Jack socks his way to third round

NEW YORK -- James Blake, Venus Williams and now Sam Querrey, some of America's leading lights, are already gone from the US Open.

But Jack Sock, at the age of 20, is into the third round. This shouldn't be terribly surprising.

You could see the kid they call "J-Sizzle" coming from a few thousand miles away. With the backward hat, the Nebraska heritage and that natural charisma, it's clear that Sock aches to follow his idol, Andy Roddick, all the way to the top.

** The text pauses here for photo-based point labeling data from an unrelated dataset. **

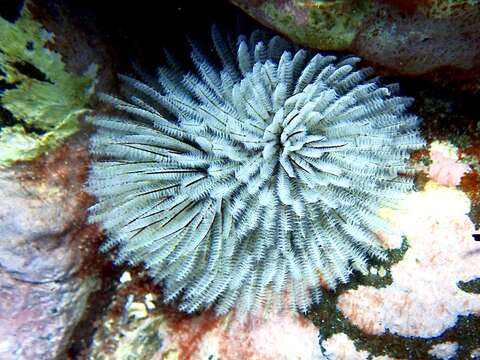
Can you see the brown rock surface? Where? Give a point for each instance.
(43, 292)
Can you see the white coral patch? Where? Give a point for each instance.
(424, 298)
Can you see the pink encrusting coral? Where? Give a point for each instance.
(276, 337)
(445, 168)
(424, 298)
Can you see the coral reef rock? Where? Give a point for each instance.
(424, 299)
(42, 293)
(405, 37)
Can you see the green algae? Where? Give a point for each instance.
(40, 101)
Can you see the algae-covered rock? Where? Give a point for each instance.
(39, 100)
(401, 37)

Here's his chance to take the next step.

Sock took down Maximo Gonzalez of Argentina Thursday 7-6 (3), 1-6, 7-5, 6-2 and next up is No. 18 seed Janko Tipsarevic. Gonzalez eliminated injured Wimbledon semifinalist Jerzy Janowicz in the first round.

In three US Open main draws, Sock has already fashioned an unlikely 5-2 record. Two years ago, he split two matches, losing to Roddick in the second round. Last year it was a third-round appearance. If you're following along at home, the fourth round (and a date with No. 4 seed David Ferrer) would be a logical destination.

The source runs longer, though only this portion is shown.